ジャクソン・ポロック作品を収蔵する主な美術館
ニューヨーク近代美術館(アメリカ)
ニューヨーク近代美術館には「五尋の深み」をはじめとした初期のドリッピング作品をはじめ、全盛期のアクション・ペインティング、ブラック・ペインティング、版画作品など、ポロックの画業を網羅するような作品86点が所蔵されています。
ポロックの死後、妻のリー・クラズナーは所有していた主要作品を同館に寄贈し、彼の作品を広めるために大きく貢献しました。
メトロポリタン美術館(アメリカ)
ニューヨークのメトロポリタン美術館にはポロックの代表作である「秋のリズム:ナンバー30」が所蔵されているほか、古典の神話を題材とした大作「パシパエ」、人体のスケッチなどが多数所蔵されています。
「秋のリズム:ナンバー30」は同館の目玉コレクションの一つとして知られ、多くの来場者の目を惹きつけています。
大原美術館(岡山)
ポロックはオール・オーヴァーの作品を手がけたほぼ同時期に、支持体の一部を切り抜いた「カット・アウト」という作品シリーズを制作していました。その中の貴重な作品の一つが岡山の大原美術館に所蔵されています。アクション・ペインティングによってさまざまな色の線で埋め尽くされた画面の中央が人型のような形に切り取られています。

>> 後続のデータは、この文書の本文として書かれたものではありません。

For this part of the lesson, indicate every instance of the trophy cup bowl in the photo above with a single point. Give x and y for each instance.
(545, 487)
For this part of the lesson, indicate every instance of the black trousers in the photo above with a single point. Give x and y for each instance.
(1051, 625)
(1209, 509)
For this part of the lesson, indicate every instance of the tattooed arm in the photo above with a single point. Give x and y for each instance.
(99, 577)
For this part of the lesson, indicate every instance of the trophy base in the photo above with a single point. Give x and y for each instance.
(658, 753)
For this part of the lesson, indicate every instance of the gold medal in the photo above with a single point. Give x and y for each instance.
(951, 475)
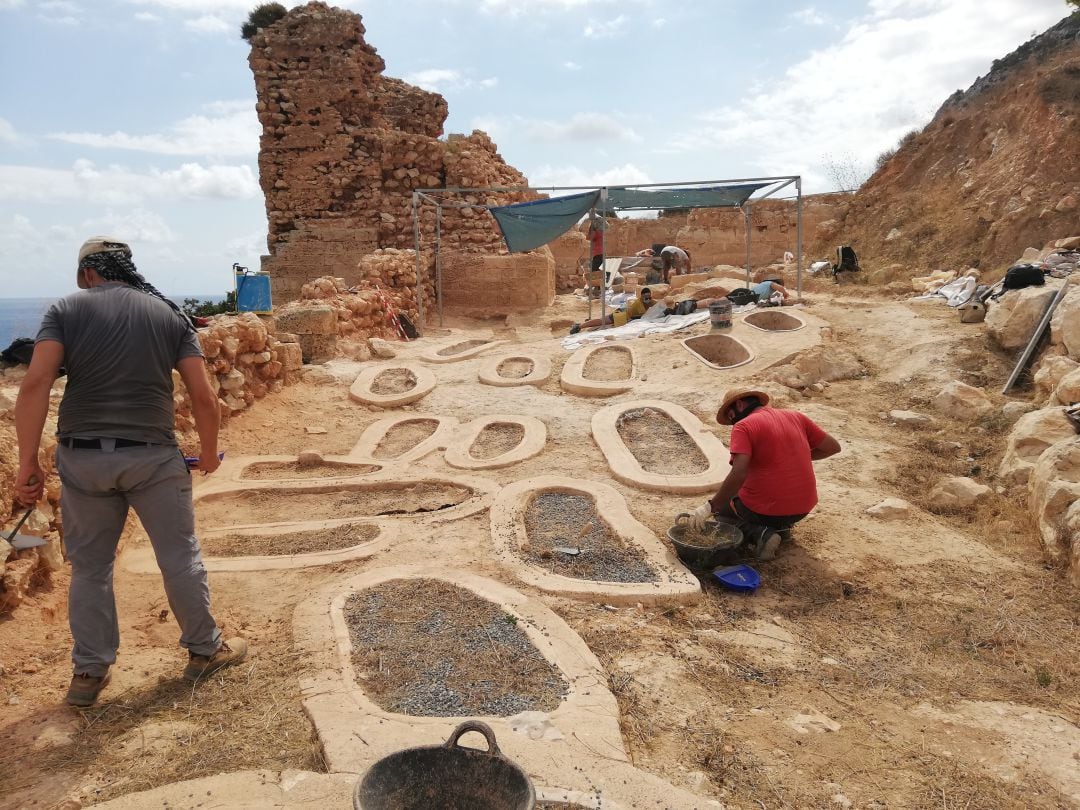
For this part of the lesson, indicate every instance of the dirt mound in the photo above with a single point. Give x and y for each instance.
(996, 171)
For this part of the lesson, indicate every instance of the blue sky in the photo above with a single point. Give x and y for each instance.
(135, 118)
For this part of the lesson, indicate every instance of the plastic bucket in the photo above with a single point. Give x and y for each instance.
(719, 314)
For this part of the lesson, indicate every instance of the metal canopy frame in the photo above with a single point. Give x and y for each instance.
(429, 194)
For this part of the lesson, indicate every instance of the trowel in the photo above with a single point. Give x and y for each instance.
(18, 542)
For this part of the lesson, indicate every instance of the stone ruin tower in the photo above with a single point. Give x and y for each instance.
(341, 150)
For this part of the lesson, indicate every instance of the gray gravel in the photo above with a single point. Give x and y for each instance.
(435, 650)
(555, 520)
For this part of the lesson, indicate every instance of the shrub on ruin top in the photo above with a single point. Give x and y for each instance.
(261, 16)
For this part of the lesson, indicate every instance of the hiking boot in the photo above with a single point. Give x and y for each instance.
(84, 689)
(768, 543)
(201, 666)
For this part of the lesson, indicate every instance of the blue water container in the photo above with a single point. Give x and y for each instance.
(253, 293)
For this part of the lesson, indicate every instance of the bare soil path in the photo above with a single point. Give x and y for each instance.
(929, 662)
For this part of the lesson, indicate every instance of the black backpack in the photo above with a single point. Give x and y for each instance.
(1024, 275)
(19, 351)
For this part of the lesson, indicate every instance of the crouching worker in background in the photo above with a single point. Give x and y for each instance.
(771, 485)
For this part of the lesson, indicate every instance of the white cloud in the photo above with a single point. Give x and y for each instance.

オール・オーヴァーの完全に抽象的な画面に、具体的な形を要素として盛り込んだポロックの模索が見てとれる作品となっています。
DIC川村記念美術館(千葉)
DIC川村記念美術館にはポロックが1951年に制作した「緑、黒、黄褐色のコンポジション」という作品が所蔵されています。
彼の全盛期に描かれた良作であり、同館では抽象表現主義の他の作家の作品とともに鑑賞できるため、ポロック作品の位置付けを理解することができます。
まとめ
アルコール依存症に苦しみ、44歳という若さでこの世を去ってしまったポロックですが、その斬新な制作方法と迫力ある作品でアメリカの美術の一つの潮流を作った点においては、やはり偉大な画家と言えるでしょう。